The building will also be the headquarters of Editorial Barcino, the publishing label of the Carulla Foundation which works for the recovery and dissemination of Catalan classics, and which throughout 2024 will celebrate the centenary of its creation with different events planned at the new headquarters. Marta Esteve, director of the Carulla Foundation: "We are very excited to start this new stage with our own space that we want to be the home of all the cultural transformers who, like us, work to improve the world through culture and the arts From this space, we want to weave synergies with the most emerging talent and creative actors to collectively address the challenges of the future. We also want to value the knowledge and wisdom of the rural world to reflect on the world in which we want to live. That's why we open this window from the rural world to the city, to create dialogue about sustainability from the heritage and wisdom of the rural world." The building, originally from 1962, is the work of the architect José M. Segarra, author also of the Faculty of Architecture of the University of Barcelona.

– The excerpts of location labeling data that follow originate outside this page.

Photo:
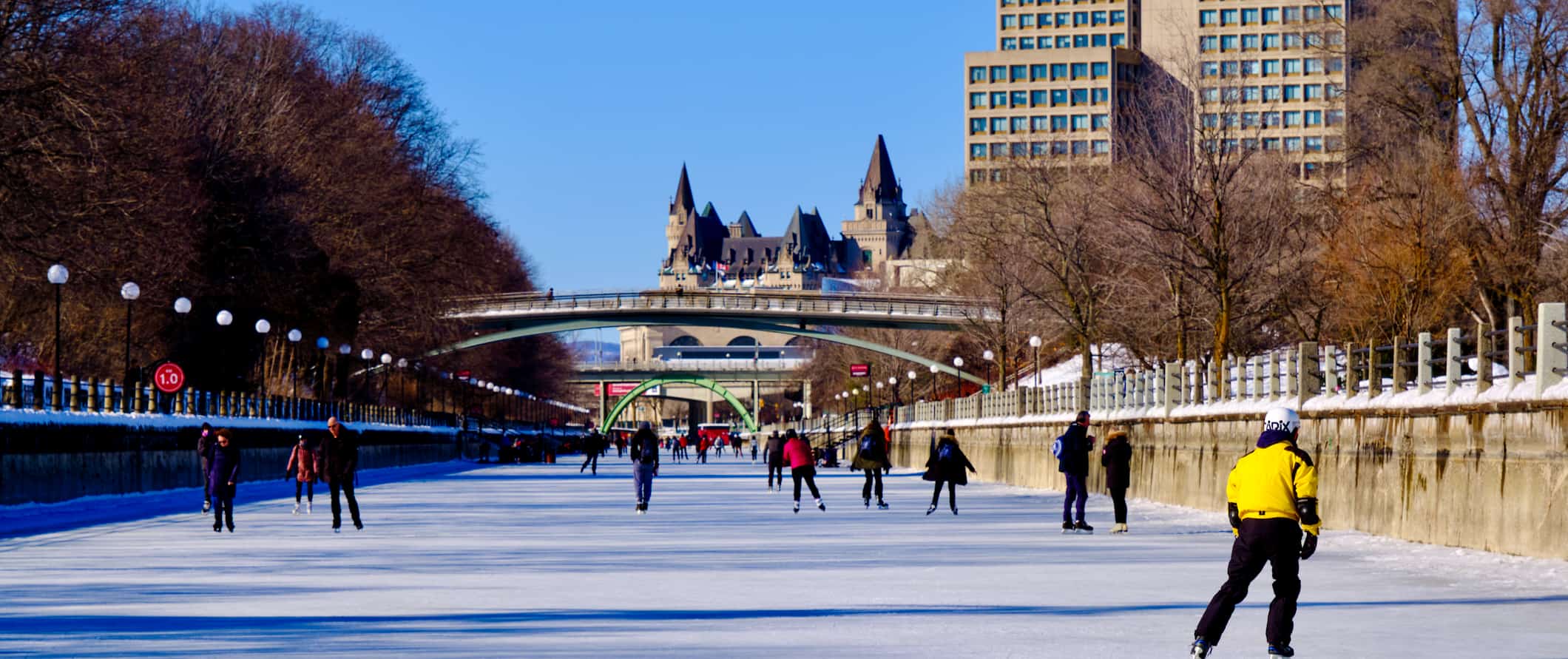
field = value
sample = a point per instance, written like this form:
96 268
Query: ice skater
223 460
775 459
1117 459
1272 499
872 459
339 463
303 463
645 465
947 465
797 453
593 445
203 450
1072 450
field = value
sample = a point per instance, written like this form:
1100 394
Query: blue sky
584 112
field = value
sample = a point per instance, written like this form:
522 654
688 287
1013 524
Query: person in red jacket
303 460
797 453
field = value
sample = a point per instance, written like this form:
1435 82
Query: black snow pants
1261 541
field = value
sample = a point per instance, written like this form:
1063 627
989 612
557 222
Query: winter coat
223 467
797 454
954 470
873 459
777 450
305 459
339 456
1075 450
1117 459
645 440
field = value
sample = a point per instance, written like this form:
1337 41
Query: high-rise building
1052 84
1271 72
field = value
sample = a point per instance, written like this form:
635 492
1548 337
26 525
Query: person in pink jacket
802 467
303 460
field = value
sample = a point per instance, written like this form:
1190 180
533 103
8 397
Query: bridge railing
706 300
1454 369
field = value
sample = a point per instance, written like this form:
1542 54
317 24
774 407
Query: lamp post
58 275
129 292
263 327
1034 342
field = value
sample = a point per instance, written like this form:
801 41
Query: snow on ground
543 562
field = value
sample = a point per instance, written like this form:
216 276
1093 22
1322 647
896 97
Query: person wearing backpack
645 465
947 465
872 459
1072 450
1117 459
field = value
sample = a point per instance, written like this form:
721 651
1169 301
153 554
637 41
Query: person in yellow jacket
1272 495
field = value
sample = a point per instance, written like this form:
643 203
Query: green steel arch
704 383
697 320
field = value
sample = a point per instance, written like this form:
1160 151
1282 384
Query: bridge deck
538 561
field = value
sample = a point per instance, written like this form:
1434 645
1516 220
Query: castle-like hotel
883 242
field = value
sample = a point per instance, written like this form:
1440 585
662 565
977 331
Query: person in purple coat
223 471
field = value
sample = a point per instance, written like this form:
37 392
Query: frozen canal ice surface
543 562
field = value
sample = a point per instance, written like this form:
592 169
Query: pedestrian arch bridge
518 316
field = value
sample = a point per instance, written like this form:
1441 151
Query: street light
1034 342
57 275
129 292
988 356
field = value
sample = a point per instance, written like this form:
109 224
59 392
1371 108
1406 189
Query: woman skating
303 460
872 459
947 465
223 473
1117 459
802 467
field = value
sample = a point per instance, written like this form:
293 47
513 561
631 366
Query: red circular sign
168 377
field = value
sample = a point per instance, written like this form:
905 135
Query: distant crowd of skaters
333 459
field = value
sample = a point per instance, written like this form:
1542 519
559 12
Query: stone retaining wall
1484 479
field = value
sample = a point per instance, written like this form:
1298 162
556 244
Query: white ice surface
543 562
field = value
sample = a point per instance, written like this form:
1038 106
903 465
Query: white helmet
1282 419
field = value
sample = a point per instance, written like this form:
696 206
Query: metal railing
763 302
1457 365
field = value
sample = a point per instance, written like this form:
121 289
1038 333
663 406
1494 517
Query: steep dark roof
684 200
879 175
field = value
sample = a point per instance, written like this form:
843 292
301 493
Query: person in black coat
223 473
775 457
872 459
339 462
1117 459
1073 463
947 465
593 446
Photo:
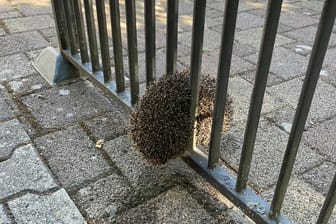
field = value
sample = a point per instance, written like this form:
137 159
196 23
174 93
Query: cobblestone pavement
51 171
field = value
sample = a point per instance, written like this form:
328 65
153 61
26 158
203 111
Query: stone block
174 206
322 138
297 20
146 179
9 14
5 110
2 32
72 157
108 126
54 108
271 80
240 91
320 177
105 198
27 9
246 21
160 65
52 208
312 5
28 84
14 67
210 63
24 170
21 42
330 56
253 37
302 203
3 217
328 74
323 104
12 135
307 35
285 64
268 154
29 23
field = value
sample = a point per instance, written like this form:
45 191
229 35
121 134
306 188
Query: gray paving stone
9 14
242 7
160 65
2 32
53 208
32 54
3 217
271 80
253 37
29 23
21 42
211 40
146 179
24 171
268 154
285 63
72 157
247 21
105 198
240 90
28 84
302 49
53 110
108 126
160 40
307 35
320 177
329 59
242 50
312 5
15 66
32 9
302 204
5 6
5 110
323 105
210 63
284 117
322 138
173 206
11 135
328 74
297 20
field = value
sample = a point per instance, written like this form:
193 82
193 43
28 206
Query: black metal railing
75 23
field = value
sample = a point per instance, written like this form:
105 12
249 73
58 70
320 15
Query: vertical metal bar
150 40
196 58
229 25
132 50
117 45
103 38
172 22
68 9
61 26
329 204
306 97
91 35
264 61
81 33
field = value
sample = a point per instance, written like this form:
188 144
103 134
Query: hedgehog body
161 126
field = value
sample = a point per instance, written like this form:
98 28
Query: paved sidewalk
52 172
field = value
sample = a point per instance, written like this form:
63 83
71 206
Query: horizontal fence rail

Terra Museum Sala Barcelona, a window into the rural world The opening of the foundation's new headquarters coincides with the change of name of the Museum of Rural Life , which will be renamed the Terra Museum this January. Sustainable rural culture. For more than 35 years, this space has been working to highlight the rural world, and to emphasize all the wisdom it brings when imagining more sustainable futures. Many official data show how the demographic disconnection with the rural world and the land is total. That is why the Terra Museum proposes to put all the knowledge and heritage it preserves at the service of the collective debate on sustainability and the ways to continue making the planet habitable. With an ethnological collection of more than 5,000 pieces, objects and photographs, as well as temporary exhibitions and a program of educational activities, the Museu Terra a l'Espluga de Francolí becomes a participatory and dynamic cultural center that annually receives around 20,000 visitors and which is now expanding its impact by opening the new exhibition hall in Barcelona, inside the headquarters of the Carulla Foundation. All the exhibitions planned in the Barcelona room will mainly be aimed at schoolchildren from urban areas. The program will be launched in the academic year 24/25, but from February 2024 it will be possible to see a small exhibition that wants to be a first landing in the Poblenou neighborhood, which challenges it from its own rural past. This first exhibition will be curated by Julià Guillamón and the museum's internal team and will be open until June 2024.